SPOOK THE HORSES: Vice Magazine Debuts Single From New Zealand-Based Quintet; Rainmaker LP Preorders Available

As New Zealand’s three-guitar sextet, SPOOK THE HORSES, prepares their sophomore LP, Rainmaker, for release in less than a month, global media outlet, Vice Magazine, has released a new single from the textured post-doom/hardcore opus.

Engulfing over forty-six minutes, SPOOK THE HORSES‘ undulating post-hardcore and atmospheric metal shifts effortlessly between lacerating and sublime elements through eight dynamic movements on Rainmaker, the album tracked live at Studio Wellington by James Goldsmith (So So Modern, Die! Die! Die!), mixed in Melbourne, Australia by Sam Sproull (Shihad, Cairo Knife Fight, Gatherer) and mastered in Stockholm, Sweden by renowned engineer Magnus Lindberg (Cult of Luna, The Ocean, Kongh).

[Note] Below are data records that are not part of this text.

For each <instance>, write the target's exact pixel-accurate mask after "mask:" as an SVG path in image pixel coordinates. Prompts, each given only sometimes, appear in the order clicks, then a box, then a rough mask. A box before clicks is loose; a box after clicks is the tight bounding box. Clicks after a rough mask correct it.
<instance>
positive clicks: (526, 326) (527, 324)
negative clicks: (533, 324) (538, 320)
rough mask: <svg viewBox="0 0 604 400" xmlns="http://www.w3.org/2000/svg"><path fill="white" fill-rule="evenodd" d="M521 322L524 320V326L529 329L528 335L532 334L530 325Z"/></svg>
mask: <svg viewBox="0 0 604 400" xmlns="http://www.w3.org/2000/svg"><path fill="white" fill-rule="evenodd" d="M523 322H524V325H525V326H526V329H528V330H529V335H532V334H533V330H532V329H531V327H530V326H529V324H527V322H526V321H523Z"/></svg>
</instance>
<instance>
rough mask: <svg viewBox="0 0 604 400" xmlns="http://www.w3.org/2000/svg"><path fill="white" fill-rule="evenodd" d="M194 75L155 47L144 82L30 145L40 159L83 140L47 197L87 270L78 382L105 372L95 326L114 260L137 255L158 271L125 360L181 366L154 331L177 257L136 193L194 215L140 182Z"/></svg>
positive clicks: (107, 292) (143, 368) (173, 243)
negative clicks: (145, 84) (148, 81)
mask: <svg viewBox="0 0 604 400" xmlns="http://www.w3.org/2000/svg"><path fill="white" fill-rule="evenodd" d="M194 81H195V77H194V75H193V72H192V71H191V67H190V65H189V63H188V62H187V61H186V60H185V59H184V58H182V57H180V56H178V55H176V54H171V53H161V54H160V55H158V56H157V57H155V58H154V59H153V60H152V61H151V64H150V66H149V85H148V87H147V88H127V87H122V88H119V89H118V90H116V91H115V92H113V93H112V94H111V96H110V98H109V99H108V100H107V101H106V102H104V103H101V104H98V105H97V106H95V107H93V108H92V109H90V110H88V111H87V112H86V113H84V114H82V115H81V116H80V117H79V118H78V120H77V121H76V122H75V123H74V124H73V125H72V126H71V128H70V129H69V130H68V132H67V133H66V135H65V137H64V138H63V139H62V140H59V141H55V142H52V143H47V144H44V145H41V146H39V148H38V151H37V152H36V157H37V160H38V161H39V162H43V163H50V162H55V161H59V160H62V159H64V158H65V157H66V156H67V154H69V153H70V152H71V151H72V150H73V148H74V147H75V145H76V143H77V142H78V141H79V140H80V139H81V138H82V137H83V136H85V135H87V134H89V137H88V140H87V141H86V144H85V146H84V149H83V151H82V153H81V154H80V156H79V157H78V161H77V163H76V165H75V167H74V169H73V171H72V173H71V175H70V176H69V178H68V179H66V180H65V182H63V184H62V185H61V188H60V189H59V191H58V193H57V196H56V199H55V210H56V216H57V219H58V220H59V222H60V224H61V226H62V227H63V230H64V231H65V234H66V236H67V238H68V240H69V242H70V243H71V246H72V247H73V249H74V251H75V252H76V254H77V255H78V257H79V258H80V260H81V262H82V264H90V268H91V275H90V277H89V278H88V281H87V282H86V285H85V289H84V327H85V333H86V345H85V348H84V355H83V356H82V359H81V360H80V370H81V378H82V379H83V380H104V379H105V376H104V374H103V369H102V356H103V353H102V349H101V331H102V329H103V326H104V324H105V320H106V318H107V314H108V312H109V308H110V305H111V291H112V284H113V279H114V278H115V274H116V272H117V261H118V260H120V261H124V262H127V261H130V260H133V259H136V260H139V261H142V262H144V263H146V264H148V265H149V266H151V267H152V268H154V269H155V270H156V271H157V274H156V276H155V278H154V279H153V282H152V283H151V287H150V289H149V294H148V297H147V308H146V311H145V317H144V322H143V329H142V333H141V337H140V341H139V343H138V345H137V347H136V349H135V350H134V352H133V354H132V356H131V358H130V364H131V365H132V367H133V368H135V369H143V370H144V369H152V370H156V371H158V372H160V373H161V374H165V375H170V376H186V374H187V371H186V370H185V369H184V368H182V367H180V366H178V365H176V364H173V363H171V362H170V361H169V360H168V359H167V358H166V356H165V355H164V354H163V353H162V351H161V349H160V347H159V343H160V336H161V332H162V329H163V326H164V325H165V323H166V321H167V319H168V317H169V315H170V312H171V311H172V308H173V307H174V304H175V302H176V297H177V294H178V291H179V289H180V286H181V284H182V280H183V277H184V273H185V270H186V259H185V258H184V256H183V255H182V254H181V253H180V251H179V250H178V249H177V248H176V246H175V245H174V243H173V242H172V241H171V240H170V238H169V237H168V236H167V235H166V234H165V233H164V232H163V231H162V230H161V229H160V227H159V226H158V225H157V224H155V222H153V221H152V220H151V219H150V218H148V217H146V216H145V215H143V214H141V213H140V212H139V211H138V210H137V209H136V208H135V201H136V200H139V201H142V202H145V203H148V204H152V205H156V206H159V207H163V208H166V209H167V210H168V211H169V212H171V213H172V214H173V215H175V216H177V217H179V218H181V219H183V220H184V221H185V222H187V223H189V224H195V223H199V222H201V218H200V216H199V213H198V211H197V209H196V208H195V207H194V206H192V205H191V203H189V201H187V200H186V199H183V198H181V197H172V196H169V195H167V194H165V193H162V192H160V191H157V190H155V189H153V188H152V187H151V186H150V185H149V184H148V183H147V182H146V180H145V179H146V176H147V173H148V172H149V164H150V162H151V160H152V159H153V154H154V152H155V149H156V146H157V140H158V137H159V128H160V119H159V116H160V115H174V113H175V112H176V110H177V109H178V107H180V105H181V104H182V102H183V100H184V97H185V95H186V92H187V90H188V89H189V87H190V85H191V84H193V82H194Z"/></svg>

Explore SPOOK THE HORSES’ new single “Drought” courtesy of Vice Magazine at THIS LOCATION.

Rainmaker‘s fourth track, “Flood,” is also available for free download via BandCamp HERE.

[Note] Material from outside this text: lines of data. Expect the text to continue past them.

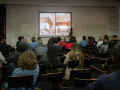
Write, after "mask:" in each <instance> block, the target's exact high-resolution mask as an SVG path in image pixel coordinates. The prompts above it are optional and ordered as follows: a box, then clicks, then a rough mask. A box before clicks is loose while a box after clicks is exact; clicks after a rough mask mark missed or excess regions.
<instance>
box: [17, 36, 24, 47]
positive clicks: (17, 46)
mask: <svg viewBox="0 0 120 90" xmlns="http://www.w3.org/2000/svg"><path fill="white" fill-rule="evenodd" d="M22 38H23V37H21V36H19V37H18V41H17V43H16V47H18V45H19V43H20V42H21V41H22Z"/></svg>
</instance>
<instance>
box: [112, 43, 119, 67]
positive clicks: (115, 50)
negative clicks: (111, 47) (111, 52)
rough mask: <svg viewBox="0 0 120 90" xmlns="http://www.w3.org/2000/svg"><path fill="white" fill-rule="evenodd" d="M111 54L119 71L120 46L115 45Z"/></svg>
mask: <svg viewBox="0 0 120 90" xmlns="http://www.w3.org/2000/svg"><path fill="white" fill-rule="evenodd" d="M112 54H113V61H114V63H115V66H116V67H117V68H119V69H120V44H117V45H115V47H114V49H113V52H112Z"/></svg>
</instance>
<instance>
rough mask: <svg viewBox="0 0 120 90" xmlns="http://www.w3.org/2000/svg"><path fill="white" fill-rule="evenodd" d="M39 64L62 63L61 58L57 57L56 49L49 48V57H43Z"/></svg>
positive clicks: (39, 61) (54, 48)
mask: <svg viewBox="0 0 120 90" xmlns="http://www.w3.org/2000/svg"><path fill="white" fill-rule="evenodd" d="M38 63H39V64H45V65H60V63H61V61H60V58H59V57H57V53H56V49H55V47H53V46H49V48H48V52H47V55H44V56H42V57H41V59H40V60H39V61H38Z"/></svg>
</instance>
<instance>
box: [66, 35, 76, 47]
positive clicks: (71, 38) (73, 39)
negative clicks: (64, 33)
mask: <svg viewBox="0 0 120 90" xmlns="http://www.w3.org/2000/svg"><path fill="white" fill-rule="evenodd" d="M69 42H70V43H68V44H67V45H66V47H65V49H71V46H72V44H73V43H74V42H76V37H75V36H71V37H70V41H69Z"/></svg>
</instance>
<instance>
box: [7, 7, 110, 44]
mask: <svg viewBox="0 0 120 90" xmlns="http://www.w3.org/2000/svg"><path fill="white" fill-rule="evenodd" d="M6 9H7V12H6V14H7V18H6V37H7V43H8V44H9V43H12V46H16V42H17V38H18V36H25V37H27V39H28V42H29V43H31V40H30V39H31V36H35V37H38V26H39V25H38V23H39V11H44V12H72V27H73V30H74V32H73V34H74V36H76V38H77V41H78V42H79V41H80V40H82V36H83V35H86V36H90V35H91V36H94V37H95V38H96V40H97V41H98V38H99V37H100V36H103V35H105V34H108V22H109V17H108V15H109V8H107V7H73V6H22V5H7V6H6ZM48 39H49V38H42V40H43V42H44V43H45V44H46V43H47V41H48Z"/></svg>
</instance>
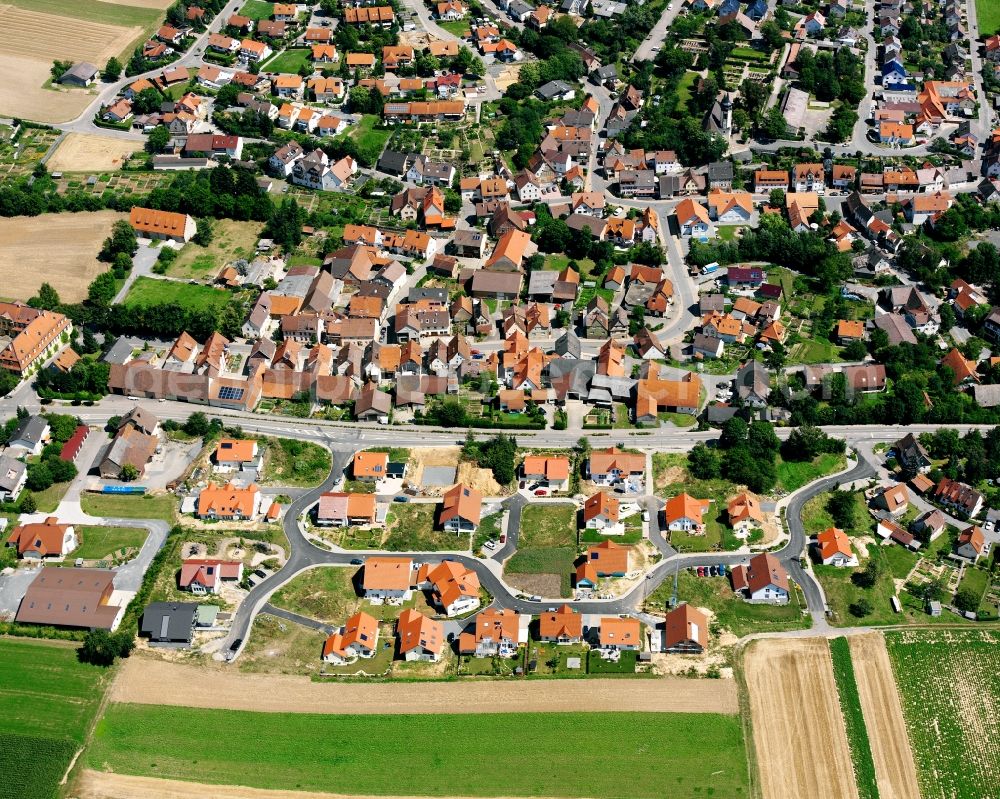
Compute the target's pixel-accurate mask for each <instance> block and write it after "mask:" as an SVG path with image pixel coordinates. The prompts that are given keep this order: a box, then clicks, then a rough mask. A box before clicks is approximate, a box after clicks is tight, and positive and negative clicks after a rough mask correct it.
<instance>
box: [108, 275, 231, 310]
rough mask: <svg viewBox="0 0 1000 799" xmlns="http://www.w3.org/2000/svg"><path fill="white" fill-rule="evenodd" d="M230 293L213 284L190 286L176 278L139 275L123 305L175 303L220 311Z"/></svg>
mask: <svg viewBox="0 0 1000 799" xmlns="http://www.w3.org/2000/svg"><path fill="white" fill-rule="evenodd" d="M231 297H232V295H231V294H230V293H229V292H228V291H225V290H224V289H217V288H214V287H213V286H201V285H197V286H192V285H191V284H190V283H181V282H179V281H176V280H156V279H155V278H151V277H145V276H142V277H139V278H137V279H136V281H135V283H133V284H132V288H131V289H129V293H128V295H127V296H126V297H125V305H132V306H134V307H142V306H151V305H164V304H167V303H176V304H177V305H182V306H184V307H185V308H188V309H191V310H197V311H212V310H214V311H221V310H222V309H223V308H225V307H226V305H227V304H228V303H229V300H230V299H231Z"/></svg>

The band will independently release Rainmaker worldwide on February 2nd. A beautiful deluxe vinyl package will be released on 180-gram wax in two different color schemes — the first 100 on bone with black and oxblood heavy splatter and 139 on red. All copies are hand numbered and every LP comes with three random prints from a total set of nine by Max Telfer, who is responsible for all of the band’s art. Preorders for the bone/splatter edition of Rainmaker are now live HERE. The red vinyl will be made available for the album’s street date.

SPOOK THE HORSES has been performing the Rainmaker material live in advance of the album’s release, with the majority of their North Island 2014/15 tour dates completed before the holidays, the band will wrap up the latest tour mid-month, amidst announcements of further widespread tour actions as the band takes their immersive live set to new audiences abroad. Much more new info will be available in the coming days.

1/17/2014 The Cabana – Napier, NZ w/ Heterodox, Over-Population

If you’ve ever sat and watched darkening clouds eclipse the sun, then you’ll be familiar with the kind of portentous intensity SPOOK THE HORSES evokes on Rainmaker. Delivering mercurial, heavily textured post-hardcore of the highest order, the band has been soundtracking the apocalypse since 2009, the Wellington-based act’s epic suites imbued with strings, brass, synthesizers and the work of three guitarists. Crafting monumental hymns atop a percussive baseline saturated with sound, the spacious and ruminative passages threaded through their songs are as crucial as any outright aggression, as picturesque soundscapes, outbursts and scatterings of crestfallen vocals define their unique sound. SPOOK THE HORSES remains an amalgam of light and dark, crushing and fragile, and serene and seething, and the tone of Rainmaker signifies an evolution from the dense trio of guitars that defined their December 2011-released debut album, Brighter, into the arid and spacious; a descent to the dry, desperate earth.